Even when using not only a thyristor but also a switching element that can flow a large current such as an SCR, it is possible to achieve a voltage drop of about 20% as described above in a lower voltage range. By this action, the purpose of voltage protection of the switching element is achieved. Furthermore, in the present invention, the suitability or unsuitability of the load is detected by comparing the snapper voltage between the switching element terminals and the DC power supply voltage to the inverter. However, these factors change in proportion to each other, and the detection state does not change for the same load, allowing stable load detection.

[Brief explanation of the drawing]

FIG. 1 is a circuit diagram showing an inverter section according to an embodiment of the present invention, FIG. 2 is a circuit diagram showing a control section and a driving section in the same example, and FIGS. 3a and 3b are signal waveform diagrams of the same example. 14... Gate drive circuit, 15... Inverter, 1
6... Control circuit, 17... Oscillation drive circuit, 28... Discharge circuit.

Claims (1)

[Claims] 1. A DC power supply, an inverter circuit connected to this DC power supply and consisting of a switching element, an induction heating coil, and a resonant capacitor, a snapper circuit that detects the snapper voltage between the switching element terminals of the inverter circuit, and the output of this snapper circuit.

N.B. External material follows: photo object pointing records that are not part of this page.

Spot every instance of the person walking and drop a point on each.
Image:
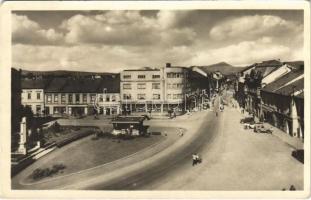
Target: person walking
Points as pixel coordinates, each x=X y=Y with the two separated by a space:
x=194 y=159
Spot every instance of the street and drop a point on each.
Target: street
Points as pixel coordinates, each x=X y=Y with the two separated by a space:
x=233 y=159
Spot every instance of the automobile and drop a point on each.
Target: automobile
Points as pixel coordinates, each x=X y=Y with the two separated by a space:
x=299 y=155
x=247 y=120
x=250 y=125
x=261 y=128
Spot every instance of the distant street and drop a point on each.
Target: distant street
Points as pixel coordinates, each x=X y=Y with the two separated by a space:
x=233 y=159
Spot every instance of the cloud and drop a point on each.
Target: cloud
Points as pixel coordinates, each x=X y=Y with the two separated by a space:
x=249 y=27
x=127 y=28
x=98 y=58
x=246 y=52
x=26 y=31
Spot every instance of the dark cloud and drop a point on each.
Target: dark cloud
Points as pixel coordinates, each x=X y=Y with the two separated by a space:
x=102 y=40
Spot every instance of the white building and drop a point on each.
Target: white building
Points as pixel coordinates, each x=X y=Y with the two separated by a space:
x=33 y=95
x=153 y=89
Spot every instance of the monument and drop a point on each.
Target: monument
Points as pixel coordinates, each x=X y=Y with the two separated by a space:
x=23 y=137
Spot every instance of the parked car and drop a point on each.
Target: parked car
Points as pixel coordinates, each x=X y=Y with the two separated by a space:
x=247 y=120
x=299 y=155
x=250 y=125
x=261 y=128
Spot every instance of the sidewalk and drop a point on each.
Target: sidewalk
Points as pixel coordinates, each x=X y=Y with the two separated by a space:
x=286 y=138
x=292 y=141
x=238 y=159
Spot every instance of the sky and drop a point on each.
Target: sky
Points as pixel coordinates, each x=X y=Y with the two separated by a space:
x=110 y=41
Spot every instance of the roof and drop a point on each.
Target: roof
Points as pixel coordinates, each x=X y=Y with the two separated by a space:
x=82 y=86
x=269 y=63
x=128 y=119
x=273 y=86
x=34 y=83
x=301 y=95
x=85 y=85
x=296 y=64
x=291 y=88
x=143 y=69
x=56 y=85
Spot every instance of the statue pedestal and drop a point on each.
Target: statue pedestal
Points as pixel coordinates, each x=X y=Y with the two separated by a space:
x=22 y=149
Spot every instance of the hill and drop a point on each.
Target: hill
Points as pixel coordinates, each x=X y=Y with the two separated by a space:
x=222 y=67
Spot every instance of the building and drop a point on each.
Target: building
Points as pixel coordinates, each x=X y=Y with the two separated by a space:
x=33 y=94
x=82 y=96
x=283 y=102
x=155 y=90
x=109 y=102
x=250 y=83
x=16 y=114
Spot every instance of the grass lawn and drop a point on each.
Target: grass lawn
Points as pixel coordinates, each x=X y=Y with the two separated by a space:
x=88 y=153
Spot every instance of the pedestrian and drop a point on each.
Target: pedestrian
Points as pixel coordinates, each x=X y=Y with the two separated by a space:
x=180 y=132
x=194 y=159
x=292 y=187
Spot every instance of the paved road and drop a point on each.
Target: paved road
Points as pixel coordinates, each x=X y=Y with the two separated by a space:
x=164 y=166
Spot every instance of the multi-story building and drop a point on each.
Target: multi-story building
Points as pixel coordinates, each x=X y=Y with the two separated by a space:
x=33 y=94
x=71 y=96
x=154 y=89
x=282 y=102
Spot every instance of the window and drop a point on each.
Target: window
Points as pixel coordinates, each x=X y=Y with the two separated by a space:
x=155 y=76
x=84 y=98
x=101 y=98
x=70 y=98
x=77 y=98
x=141 y=86
x=141 y=96
x=156 y=96
x=170 y=75
x=141 y=76
x=55 y=98
x=155 y=85
x=127 y=96
x=63 y=98
x=127 y=86
x=93 y=96
x=49 y=98
x=177 y=96
x=179 y=85
x=38 y=109
x=175 y=75
x=127 y=76
x=113 y=98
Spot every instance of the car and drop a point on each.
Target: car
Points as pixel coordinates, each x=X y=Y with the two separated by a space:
x=247 y=120
x=299 y=155
x=261 y=128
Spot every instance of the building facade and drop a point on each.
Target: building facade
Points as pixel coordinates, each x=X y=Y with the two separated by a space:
x=154 y=90
x=77 y=97
x=282 y=103
x=33 y=95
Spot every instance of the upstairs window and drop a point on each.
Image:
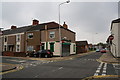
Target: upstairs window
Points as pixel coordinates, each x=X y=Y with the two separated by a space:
x=52 y=35
x=30 y=35
x=5 y=39
x=18 y=38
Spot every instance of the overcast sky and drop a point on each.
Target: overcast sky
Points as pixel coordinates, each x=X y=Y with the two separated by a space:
x=90 y=20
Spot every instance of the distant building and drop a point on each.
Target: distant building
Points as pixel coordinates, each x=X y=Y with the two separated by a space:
x=82 y=47
x=115 y=32
x=38 y=37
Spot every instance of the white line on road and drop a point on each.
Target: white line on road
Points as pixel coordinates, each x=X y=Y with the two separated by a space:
x=60 y=68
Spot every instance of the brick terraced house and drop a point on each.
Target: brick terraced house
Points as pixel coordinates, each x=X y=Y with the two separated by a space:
x=38 y=37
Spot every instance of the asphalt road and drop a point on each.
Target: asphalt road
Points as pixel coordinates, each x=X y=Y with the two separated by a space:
x=81 y=67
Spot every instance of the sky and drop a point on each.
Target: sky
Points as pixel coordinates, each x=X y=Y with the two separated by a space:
x=91 y=20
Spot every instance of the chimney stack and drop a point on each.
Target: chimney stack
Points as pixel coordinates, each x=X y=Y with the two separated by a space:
x=35 y=22
x=65 y=25
x=13 y=27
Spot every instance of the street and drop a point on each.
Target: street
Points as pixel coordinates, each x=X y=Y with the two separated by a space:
x=82 y=67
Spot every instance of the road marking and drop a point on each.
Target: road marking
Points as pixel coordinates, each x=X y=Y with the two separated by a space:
x=16 y=60
x=60 y=68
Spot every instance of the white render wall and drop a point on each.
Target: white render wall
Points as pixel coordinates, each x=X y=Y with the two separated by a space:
x=119 y=40
x=72 y=48
x=115 y=45
x=0 y=44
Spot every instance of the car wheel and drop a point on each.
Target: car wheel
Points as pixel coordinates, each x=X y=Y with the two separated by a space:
x=46 y=56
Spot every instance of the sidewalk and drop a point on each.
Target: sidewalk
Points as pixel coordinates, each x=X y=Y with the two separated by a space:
x=58 y=58
x=108 y=58
x=7 y=67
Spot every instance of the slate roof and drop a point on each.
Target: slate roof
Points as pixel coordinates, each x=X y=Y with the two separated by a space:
x=81 y=43
x=17 y=30
x=50 y=25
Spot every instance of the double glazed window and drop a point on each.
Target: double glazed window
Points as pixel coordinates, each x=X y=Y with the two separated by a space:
x=18 y=38
x=30 y=48
x=52 y=35
x=30 y=35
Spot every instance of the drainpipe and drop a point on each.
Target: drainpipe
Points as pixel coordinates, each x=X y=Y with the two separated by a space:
x=115 y=49
x=46 y=37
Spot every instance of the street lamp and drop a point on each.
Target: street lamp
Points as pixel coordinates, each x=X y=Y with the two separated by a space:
x=60 y=26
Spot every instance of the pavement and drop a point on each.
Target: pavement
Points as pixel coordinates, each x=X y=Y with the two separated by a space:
x=106 y=57
x=109 y=58
x=7 y=67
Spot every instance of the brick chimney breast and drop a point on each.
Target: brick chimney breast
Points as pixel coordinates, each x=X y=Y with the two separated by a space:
x=13 y=27
x=35 y=22
x=65 y=25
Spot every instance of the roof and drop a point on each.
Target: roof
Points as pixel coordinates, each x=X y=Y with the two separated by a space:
x=81 y=43
x=50 y=25
x=115 y=21
x=17 y=30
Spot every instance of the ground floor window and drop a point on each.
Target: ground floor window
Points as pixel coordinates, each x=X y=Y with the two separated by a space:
x=30 y=48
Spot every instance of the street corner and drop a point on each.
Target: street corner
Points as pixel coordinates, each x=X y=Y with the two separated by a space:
x=8 y=68
x=108 y=62
x=103 y=77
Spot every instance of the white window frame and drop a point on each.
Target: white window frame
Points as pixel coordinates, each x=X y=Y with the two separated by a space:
x=29 y=35
x=18 y=37
x=4 y=48
x=52 y=33
x=6 y=39
x=17 y=48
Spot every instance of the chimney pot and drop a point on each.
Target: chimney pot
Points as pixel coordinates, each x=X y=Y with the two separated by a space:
x=65 y=25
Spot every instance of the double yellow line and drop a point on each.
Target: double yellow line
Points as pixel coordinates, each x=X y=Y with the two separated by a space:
x=17 y=69
x=101 y=76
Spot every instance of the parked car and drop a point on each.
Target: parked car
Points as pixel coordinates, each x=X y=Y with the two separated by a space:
x=97 y=50
x=44 y=53
x=103 y=51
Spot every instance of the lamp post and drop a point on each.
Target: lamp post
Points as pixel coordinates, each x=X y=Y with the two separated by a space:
x=60 y=26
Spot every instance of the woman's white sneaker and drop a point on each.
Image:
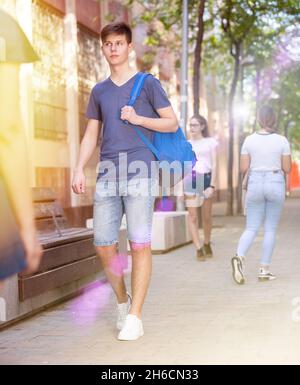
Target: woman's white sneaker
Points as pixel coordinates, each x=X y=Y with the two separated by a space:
x=265 y=275
x=132 y=330
x=238 y=270
x=123 y=310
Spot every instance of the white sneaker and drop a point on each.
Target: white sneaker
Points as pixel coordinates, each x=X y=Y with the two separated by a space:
x=132 y=330
x=238 y=270
x=265 y=275
x=123 y=310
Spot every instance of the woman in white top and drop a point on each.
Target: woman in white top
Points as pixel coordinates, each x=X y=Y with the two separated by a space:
x=266 y=155
x=201 y=184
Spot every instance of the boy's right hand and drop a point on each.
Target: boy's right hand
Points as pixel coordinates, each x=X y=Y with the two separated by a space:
x=79 y=182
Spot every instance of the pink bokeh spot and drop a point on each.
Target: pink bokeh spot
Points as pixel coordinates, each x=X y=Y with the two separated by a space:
x=91 y=303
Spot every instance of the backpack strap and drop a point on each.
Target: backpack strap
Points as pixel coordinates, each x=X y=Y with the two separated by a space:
x=135 y=93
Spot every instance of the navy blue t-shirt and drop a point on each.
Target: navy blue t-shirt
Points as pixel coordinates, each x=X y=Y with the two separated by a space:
x=105 y=104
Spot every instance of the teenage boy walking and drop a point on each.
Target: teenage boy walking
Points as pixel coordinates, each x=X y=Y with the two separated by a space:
x=120 y=147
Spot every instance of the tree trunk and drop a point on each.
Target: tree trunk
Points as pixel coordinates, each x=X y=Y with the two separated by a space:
x=230 y=197
x=257 y=97
x=197 y=58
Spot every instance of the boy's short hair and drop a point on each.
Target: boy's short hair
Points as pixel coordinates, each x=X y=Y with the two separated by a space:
x=117 y=28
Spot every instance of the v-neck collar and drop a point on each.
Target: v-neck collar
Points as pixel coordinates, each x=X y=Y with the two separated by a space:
x=124 y=84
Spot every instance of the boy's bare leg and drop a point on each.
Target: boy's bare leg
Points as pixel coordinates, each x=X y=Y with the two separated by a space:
x=113 y=267
x=140 y=276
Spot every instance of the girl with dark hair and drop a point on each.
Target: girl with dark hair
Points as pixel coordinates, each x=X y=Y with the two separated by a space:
x=203 y=177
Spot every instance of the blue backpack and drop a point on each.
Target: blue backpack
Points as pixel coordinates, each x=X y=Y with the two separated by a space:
x=167 y=147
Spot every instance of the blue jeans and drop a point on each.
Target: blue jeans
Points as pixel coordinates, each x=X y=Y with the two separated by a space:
x=265 y=200
x=135 y=198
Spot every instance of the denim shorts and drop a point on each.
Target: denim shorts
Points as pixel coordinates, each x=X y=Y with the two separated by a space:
x=134 y=198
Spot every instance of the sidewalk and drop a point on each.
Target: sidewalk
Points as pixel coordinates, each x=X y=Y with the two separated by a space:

A load detection means compares the DC voltage with the above-mentioned DC voltage and determines whether the load consisting of a cooking pot disposed close to the induction heating coil is suitable or not; and the load detection means operates in conjunction with the detection of an unsuitable load by the load detection means. An induction heating cooker characterized by being equipped with a power source variable means for rapidly reducing the power source voltage.